渡った距離は30mほどで大した距離ではなかったが、腰から下はびしょぬれだ。ふと目をやると、渡った先に預けていたドロップバッグに着替えや新しいソックスやシューズを入れていたらしく、着替えているランナーがたくさんいる。なんと。当方はこの川渡りは身体を冷やして濡れたまま先を急ぐのだと思い込んでいたが、当方くらいのタイムなら着替えたほうがよかったのかもしれない。考えても仕方ないので、着替えの時間が稼げたと思ってびしょ濡れのまま進む。
セクション5・River-Finish – Rucky Chucky to Finish
Foresthillからの走れるパートはこのRucky Chuckyの渡渉地点から後半の22マイルに入る。小さなアップダウンはあるがいよいよ走れるパートとなる。
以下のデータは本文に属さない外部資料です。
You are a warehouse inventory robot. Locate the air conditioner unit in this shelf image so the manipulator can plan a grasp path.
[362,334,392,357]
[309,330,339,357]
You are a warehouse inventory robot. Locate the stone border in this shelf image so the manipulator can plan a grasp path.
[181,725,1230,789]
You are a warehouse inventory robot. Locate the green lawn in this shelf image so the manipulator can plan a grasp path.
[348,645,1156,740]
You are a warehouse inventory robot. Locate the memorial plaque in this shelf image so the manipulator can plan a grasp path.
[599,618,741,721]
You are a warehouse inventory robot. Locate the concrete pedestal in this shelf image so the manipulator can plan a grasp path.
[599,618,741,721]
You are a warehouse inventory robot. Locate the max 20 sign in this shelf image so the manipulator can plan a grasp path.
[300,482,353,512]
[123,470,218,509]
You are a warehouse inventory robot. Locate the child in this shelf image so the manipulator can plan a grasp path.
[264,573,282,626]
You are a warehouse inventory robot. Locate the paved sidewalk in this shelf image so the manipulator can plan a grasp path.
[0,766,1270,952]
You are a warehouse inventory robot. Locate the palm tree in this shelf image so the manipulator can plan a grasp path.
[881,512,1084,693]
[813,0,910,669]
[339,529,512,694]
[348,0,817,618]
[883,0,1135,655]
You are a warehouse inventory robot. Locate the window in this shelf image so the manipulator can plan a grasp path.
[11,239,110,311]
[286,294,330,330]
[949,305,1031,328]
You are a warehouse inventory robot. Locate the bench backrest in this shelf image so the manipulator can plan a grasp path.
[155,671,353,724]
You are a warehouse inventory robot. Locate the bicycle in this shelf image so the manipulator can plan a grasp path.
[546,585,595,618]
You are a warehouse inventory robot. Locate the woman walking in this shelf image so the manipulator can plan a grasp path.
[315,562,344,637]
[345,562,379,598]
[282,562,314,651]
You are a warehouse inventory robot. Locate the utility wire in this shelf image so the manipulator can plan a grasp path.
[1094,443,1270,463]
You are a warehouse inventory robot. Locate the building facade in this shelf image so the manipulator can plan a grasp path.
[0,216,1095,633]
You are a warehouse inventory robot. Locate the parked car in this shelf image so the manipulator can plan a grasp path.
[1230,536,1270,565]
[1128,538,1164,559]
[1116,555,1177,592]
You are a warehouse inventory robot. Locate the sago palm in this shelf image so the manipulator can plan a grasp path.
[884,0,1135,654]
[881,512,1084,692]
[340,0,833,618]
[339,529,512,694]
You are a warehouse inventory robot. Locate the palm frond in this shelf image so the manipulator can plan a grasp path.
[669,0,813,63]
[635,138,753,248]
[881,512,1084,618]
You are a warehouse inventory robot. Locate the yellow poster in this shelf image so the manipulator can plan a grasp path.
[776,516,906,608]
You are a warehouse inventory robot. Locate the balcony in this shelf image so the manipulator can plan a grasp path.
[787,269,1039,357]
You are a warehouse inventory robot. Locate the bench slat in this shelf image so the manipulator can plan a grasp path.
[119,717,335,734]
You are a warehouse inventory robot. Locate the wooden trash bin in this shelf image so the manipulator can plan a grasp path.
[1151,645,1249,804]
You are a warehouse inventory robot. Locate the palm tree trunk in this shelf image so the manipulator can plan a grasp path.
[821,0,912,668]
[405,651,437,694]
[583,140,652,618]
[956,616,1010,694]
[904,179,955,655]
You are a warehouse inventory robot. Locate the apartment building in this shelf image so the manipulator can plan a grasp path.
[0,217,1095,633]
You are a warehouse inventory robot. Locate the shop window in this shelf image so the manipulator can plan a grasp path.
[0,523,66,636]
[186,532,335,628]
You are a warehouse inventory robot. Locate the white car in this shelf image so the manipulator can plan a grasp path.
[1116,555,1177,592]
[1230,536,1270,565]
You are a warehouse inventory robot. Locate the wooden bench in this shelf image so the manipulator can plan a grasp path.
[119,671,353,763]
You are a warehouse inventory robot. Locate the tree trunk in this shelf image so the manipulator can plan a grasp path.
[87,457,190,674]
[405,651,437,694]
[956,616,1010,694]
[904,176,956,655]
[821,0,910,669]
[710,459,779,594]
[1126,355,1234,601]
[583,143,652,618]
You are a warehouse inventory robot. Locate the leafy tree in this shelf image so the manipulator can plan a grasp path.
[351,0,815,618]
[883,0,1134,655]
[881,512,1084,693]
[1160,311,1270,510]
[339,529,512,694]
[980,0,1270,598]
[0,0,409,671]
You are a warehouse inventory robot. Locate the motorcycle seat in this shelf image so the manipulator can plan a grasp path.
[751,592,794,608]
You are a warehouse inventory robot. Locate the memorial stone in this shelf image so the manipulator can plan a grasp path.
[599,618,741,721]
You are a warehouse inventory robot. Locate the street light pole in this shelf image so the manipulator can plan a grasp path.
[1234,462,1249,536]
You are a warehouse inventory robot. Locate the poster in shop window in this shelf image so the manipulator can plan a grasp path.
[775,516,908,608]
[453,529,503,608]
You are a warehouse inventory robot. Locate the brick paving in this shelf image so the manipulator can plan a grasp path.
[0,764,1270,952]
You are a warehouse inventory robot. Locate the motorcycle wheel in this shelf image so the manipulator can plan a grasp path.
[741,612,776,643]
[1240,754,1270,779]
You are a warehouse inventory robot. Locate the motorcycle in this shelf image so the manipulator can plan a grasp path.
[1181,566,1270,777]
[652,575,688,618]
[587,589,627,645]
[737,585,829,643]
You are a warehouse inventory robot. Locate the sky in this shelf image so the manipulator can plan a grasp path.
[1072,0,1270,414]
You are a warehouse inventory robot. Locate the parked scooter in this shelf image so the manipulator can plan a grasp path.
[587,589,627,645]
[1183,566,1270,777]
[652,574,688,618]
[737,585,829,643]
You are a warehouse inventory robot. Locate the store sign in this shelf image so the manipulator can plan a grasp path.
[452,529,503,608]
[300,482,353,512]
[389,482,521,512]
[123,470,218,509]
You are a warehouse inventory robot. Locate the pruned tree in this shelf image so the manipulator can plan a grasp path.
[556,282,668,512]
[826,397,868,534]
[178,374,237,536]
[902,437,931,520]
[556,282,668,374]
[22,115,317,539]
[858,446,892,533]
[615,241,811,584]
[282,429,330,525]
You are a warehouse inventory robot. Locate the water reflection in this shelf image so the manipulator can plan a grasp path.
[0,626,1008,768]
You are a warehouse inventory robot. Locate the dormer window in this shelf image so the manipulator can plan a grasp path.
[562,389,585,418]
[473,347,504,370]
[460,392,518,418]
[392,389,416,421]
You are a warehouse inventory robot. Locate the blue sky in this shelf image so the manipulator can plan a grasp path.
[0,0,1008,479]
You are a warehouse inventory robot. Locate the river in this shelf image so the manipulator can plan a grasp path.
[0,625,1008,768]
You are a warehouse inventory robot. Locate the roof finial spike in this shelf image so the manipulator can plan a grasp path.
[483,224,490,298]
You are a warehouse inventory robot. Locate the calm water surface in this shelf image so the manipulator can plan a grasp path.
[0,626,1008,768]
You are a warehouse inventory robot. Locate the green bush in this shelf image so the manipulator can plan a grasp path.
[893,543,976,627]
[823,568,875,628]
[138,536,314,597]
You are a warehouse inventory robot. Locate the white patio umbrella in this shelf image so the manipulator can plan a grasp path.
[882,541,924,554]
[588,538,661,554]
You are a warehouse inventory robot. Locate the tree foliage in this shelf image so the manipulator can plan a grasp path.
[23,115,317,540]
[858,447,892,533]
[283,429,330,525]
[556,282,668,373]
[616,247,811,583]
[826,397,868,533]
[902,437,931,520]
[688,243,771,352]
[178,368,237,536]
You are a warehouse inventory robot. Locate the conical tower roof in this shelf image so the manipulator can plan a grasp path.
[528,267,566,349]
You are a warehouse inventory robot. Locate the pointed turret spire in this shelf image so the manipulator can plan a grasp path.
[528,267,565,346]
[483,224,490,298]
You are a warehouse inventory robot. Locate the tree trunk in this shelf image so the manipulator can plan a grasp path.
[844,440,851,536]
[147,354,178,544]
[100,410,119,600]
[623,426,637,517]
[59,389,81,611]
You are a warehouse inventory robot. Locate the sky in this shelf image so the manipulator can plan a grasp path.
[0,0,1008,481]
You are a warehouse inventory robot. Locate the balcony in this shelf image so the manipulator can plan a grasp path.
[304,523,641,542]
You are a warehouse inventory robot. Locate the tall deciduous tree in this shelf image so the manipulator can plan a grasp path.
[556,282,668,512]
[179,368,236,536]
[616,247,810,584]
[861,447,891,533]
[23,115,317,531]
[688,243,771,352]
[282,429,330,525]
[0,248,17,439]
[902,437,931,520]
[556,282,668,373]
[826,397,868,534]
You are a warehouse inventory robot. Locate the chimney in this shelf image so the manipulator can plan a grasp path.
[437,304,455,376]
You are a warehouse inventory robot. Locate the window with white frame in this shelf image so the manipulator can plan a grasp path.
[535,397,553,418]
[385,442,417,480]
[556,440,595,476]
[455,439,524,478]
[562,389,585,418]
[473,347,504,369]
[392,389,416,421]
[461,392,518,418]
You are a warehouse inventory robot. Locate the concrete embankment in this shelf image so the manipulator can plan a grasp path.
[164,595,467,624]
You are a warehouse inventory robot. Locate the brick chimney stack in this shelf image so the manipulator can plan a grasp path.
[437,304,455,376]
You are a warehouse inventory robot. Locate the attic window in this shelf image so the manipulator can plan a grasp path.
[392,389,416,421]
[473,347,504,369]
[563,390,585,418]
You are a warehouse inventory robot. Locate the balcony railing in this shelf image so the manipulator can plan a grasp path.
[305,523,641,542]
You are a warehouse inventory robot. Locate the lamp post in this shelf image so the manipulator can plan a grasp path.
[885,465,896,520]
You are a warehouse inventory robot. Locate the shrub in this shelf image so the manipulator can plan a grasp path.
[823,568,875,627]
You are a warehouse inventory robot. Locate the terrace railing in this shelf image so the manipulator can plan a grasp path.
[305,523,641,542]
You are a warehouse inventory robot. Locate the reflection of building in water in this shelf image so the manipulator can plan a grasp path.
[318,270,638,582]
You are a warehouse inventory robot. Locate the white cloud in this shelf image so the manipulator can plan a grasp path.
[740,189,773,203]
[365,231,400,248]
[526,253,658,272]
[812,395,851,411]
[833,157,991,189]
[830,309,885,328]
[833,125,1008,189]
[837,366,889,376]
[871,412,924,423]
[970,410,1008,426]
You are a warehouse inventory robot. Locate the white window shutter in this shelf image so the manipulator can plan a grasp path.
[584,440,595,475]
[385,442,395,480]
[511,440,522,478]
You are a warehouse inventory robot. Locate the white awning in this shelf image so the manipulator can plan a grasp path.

次のエイド、79.8マイル(128.4キロ)地点のGreen Gateまではわずか2マイル弱(3キロ)だが標高差で200mほどの林道の登り。小走りだったり歩いたり。途中で他のランナーのペーサーをしている人とこのパートを走るのが大事だ、という話を聞く。わかっているのだがなかなか力が出ない。
Green Gateに到着したのは00:06am。24時間完走ペースの11:20pmから46分差。ここはペーサーが交代できるポイント。ここで再びサブリナさんに会う。「ペーサーを連れてきましたよ。よかったら一緒に走りませんか。」隣に立っていたのは小柄なインド系で精悍な顔つきの男性、年のころは当方より若い30代半ばくらいだろうか。どうやって手に入れたのか、ペーサー用のナンバーカードまで既につけている。いくらなんでもレースが始まってから、一人で走っているランナーがいるからとペーサーを頼まれて、会ったこともないランナーのためにその夜の深夜0時にスタンバイしたりするだろうか。本当に驚いた。
ここまでお膳立てされて断る理由はない。「ありがとうございます、お願いします。」とサブリナさんに答える。ペーサーをしてくれるという彼には「もうあまり走れそうにないけれど、それでもいいかな」。
ご両親が東京に住んでいて、東京に来たこともあるという親日家のシャマルさんをペーサーに携えて、深夜に残り20マイルに向けたスタートを切った。途中の補給がようやく追いついてきたのか、胃のおかしな感じもようやく落ち着いてきた。